Oh, and I am one. Perhaps you are, as well.

The Myers-Briggs Type Indicator test, created in the 1940's by mother and daughter, Isabel Myers and Katharine Briggs, originally stems from the typological theories of Carl Jung, a prominent psychoanalyst. The test assesses an individual in 4 categories: Extroversion vs. Introversion, Sensing vs. Intuition, Thinking vs. Feeling, and Judging vs. Perceiving, and using these criteria, determines which category one’s personality most tilts toward. INFJs would be those individuals whose personalities favor the sides of Introverted, Intuitive, Feeling, and Judging.

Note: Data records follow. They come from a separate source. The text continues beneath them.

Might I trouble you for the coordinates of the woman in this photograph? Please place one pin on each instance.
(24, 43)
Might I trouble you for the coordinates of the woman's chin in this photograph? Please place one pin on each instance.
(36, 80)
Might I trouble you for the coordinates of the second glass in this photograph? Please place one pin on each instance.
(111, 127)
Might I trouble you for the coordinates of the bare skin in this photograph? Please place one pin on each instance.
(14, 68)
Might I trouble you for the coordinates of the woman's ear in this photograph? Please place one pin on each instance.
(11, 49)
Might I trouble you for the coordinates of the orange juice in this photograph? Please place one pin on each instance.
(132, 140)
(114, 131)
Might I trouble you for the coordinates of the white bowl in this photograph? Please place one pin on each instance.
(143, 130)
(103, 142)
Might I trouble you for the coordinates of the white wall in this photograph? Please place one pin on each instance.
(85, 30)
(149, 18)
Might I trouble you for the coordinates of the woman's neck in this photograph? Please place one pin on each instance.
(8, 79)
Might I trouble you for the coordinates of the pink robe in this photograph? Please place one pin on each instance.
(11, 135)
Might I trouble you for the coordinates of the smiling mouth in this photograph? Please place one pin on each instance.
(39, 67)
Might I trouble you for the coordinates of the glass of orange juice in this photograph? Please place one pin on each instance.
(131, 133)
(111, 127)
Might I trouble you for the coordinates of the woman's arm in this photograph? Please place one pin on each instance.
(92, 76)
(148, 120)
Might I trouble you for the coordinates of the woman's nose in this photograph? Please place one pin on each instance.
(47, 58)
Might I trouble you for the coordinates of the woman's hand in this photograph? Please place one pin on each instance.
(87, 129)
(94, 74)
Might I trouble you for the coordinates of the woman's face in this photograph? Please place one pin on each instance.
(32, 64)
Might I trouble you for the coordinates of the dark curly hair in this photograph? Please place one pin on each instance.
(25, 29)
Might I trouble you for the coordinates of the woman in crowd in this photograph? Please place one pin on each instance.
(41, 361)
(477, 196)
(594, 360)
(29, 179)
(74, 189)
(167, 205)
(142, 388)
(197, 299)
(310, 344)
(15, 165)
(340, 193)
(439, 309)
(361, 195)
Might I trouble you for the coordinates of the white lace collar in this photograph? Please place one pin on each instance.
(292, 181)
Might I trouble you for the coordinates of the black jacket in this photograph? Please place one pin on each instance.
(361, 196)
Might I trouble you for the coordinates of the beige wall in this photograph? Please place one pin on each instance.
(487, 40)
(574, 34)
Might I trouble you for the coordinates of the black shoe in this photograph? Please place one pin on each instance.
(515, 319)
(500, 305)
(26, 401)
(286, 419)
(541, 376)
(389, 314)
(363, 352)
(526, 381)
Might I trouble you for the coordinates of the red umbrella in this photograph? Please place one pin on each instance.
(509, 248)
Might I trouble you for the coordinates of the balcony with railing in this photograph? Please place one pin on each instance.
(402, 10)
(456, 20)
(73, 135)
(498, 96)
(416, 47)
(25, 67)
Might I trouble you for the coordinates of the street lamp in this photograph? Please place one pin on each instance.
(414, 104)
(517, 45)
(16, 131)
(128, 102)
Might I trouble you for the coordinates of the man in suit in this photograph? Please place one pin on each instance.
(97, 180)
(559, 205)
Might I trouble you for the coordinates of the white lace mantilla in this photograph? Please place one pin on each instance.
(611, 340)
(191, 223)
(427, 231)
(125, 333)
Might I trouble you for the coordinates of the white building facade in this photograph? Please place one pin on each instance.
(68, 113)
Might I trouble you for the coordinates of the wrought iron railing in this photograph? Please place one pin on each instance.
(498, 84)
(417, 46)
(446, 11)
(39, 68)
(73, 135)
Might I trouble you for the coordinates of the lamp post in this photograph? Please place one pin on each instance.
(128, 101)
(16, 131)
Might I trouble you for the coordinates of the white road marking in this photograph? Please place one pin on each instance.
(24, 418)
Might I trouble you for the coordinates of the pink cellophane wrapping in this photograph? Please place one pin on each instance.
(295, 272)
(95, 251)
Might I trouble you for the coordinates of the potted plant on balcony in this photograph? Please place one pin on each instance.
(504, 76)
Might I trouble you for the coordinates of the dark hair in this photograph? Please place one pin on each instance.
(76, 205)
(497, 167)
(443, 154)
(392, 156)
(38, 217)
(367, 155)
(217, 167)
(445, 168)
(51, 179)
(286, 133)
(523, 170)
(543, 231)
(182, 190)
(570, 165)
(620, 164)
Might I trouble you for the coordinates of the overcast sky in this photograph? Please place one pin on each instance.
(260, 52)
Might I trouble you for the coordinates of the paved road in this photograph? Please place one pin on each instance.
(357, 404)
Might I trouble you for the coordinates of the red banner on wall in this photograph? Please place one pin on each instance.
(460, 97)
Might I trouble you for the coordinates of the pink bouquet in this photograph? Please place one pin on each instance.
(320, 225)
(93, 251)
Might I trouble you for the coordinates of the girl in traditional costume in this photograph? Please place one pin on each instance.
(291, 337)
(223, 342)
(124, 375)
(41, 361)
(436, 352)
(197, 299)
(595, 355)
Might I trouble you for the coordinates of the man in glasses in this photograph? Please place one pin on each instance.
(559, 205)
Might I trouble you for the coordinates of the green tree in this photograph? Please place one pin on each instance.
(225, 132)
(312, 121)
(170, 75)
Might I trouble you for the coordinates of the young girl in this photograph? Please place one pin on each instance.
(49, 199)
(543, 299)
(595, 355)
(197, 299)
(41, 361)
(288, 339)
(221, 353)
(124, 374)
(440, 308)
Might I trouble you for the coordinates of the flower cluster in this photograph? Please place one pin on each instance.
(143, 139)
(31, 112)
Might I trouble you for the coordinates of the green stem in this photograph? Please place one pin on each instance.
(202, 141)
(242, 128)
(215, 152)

INFJs can be difficult to spot due to the fact that they are not prevalent in society and tend to be reserved individuals. However, INFJs make fiercely loyal friends, empathetic and organized workers, and exceptional leaders for causes they deem worthy and for the greater good of humanity.

INFJs often report feeling lonely and "different," and for good reason. INFJs are low in numbers so they tend to have trouble finding others who see the world in the same realm as they do. Most people who are this type have admitted feeling different from their peers since they were a very young child.

INFJs take an all-or-nothing approach to life. INFJs, a curious mix of emotional and logical, do not like to waste their time on anything inauthentic. Although they may dabble with playing the field, INFJs are truly about quality over quantity and will become disinterested in anyone or anything they perceive as being fraudulent, scheming or wishy-washy.

INFJs exude warmness, and others immediately feel comfortable in their presence. It is not uncommon for a stranger to sit down next to an INFJ and within minutes, disclose their most personal secrets, fears and dreams. In fact, this happens frequently to INFJs with seemingly no rhyme or reason. This personality type has a knack for making others immediately feel at ease, and they are great listeners and trusted confidants who speak in human terms and meet others where they are.

INFJs are somewhat empathic, and they tend to "just know" things. One of my favorite one-liners from Game of Thrones is by the character, Tyrion Lannister, "I drink and I know things," and this can often be said of an INFJ, with maybe fewer libations. INFJs have a highly-accurate sense of intuition that they have been sharpening for all of their lives. Without understanding exactly why or how, an INFJ will see, within minutes of meeting an individual, their true character. As a result, they tend to be more forgiving of their friends who exhibit unruly behavior because they can identify the true root of the behavior, such as insecurities or past trauma.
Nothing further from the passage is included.